Jazz, according to Rafael Toral, is ‘a system of individual decision-making from the standpoint of free-spectrum live electronics’, and since releasing ‘Space’ (see Vital Weekly 542), Total plays his own, and I must add, his own radical version of electronic jazz. On custom built electronic devices that is. So not a merge of electronics and jazz, but jazz on electronic devices. As announced back then, it was part of [the Space Program], in which he would play with others, but ‘Space’ was a solo record. Here however we get the first volume of ‘Space Elements’, which also sees players as Rute Praca (cello), Margarida Garcia (electric double bass), David Toop (flute) and Sei Miguel (pocket trumpet). They don’t all appear together, but in various combinations, always along Toral’s ‘glove controlled computer sinewaves, ribbon-controlled sinewave bursts, modified MT-10 amplifier, analog modular synthesizer, delayed and filtered feedback empty circuit and amplified coil spring’ – quite a mouthful.
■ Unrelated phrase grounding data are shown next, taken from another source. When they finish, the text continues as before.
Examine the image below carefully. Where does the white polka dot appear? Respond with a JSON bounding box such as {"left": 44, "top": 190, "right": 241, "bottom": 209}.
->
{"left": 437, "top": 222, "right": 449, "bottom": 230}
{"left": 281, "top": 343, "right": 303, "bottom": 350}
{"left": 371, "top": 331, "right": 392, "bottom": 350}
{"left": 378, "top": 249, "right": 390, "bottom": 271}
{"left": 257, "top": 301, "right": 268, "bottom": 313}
I am still not a lover of jazz, and prefer to make individual decisions on perhaps a totally different level, but the musical ground that is covered here is quite nice. The electronics sound utterly ‘dry’, i.e. without sound effects, computer plug ins or such like, while the other instruments restrict themselves to play also dry, clean and short sounds. This is indeed ‘free’ music, where each player makes his own decision, and as such its perhaps ‘jazz’, and again perhaps Toral’s own term ‘post-free jazz electronic music’ covers the entire ground. It’s music that goes without much precedent of the past, and surely marks something new. That by itself is a great effort, but the results are nice also!